4. Advantage: This approach respects the resting tension lines of the skin and provides excellent exposure of the lateral meniscus without violating the extensor mechanism.
Posterior Approaches to the Knee (Henderson, Brackett, and Osgood)
Indicated for the removal of posterior loose bodies, repair of posterior cruciate ligament (PCL) avulsions, and management of popliteal cysts.
* Posteromedial Approach: The incision is made posterior to the medial collateral ligament. The sartorius and gracilis are retracted posteriorly, and the medial head of the gastrocnemius is retracted laterally to expose the posterior capsule.
* Posterolateral Approach: The incision is made anterior to the biceps femoris. The common peroneal nerve is identified and protected. The lateral head of the gastrocnemius is retracted medially to expose the posterolateral capsule.
Anterior Approach with Tibial Tubercle Osteotomy (Fernandez)
Indicated for complex bicondylar tibial plateau fractures where simultaneous exposure of both articular surfaces is required.
1. Incision: A midline anterior incision is utilized.
2. Osteotomy: A large, 8-10 cm block of the tibial tubercle is osteotomized from lateral to medial, leaving the medial periosteal hinge intact.
3. Exposure: The extensor mechanism is reflected proximally, providing a panoramic view of both the medial and lateral tibial plateaus.
4. Fixation: Following articular reconstruction, the tubercle is rigidly fixed with multiple lag screws or tension band wiring to prevent postoperative extensor mechanism failure.
Postoperative Protocols and Rehabilitation
The success of operative orthopaedics extends far beyond the operating theater. Rigorous postoperative protocols are essential for graft incorporation, soft-tissue healing, and functional recovery.
- Tourniquet Recovery: Following procedures utilizing prolonged tourniquet times, patients should be monitored for signs of compartment syndrome. Elevation of the limb and early active range of motion (AROM) are encouraged to facilitate venous return and mitigate post-tourniquet edema.
- Bone Graft Incorporation: Autografts and allografts require a period of protected weight-bearing. The creeping substitution process—whereby osteoclasts resorb the graft and osteoblasts lay down new woven bone—takes months. Radiographic evidence of bridging trabeculae must be confirmed before unrestricted weight-bearing is permitted.

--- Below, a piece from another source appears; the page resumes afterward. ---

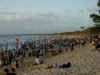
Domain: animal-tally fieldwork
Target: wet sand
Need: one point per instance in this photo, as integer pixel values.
(84, 62)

- Incision Care: Extensile approaches, particularly around the ankle and posterior tibia, are prone to wound dehiscence. Sutures or staples should remain in place for 14 to 21 days. Immobilization in a well-padded splint in a neutral position minimizes tension on the healing skin edges.
By integrating the physiologic principles of tourniquet management, the biologic imperatives of bone grafting, and the anatomic precision of extensile approaches, the orthopaedic surgeon establishes a foundation for excellence in patient care and surgical outcomes.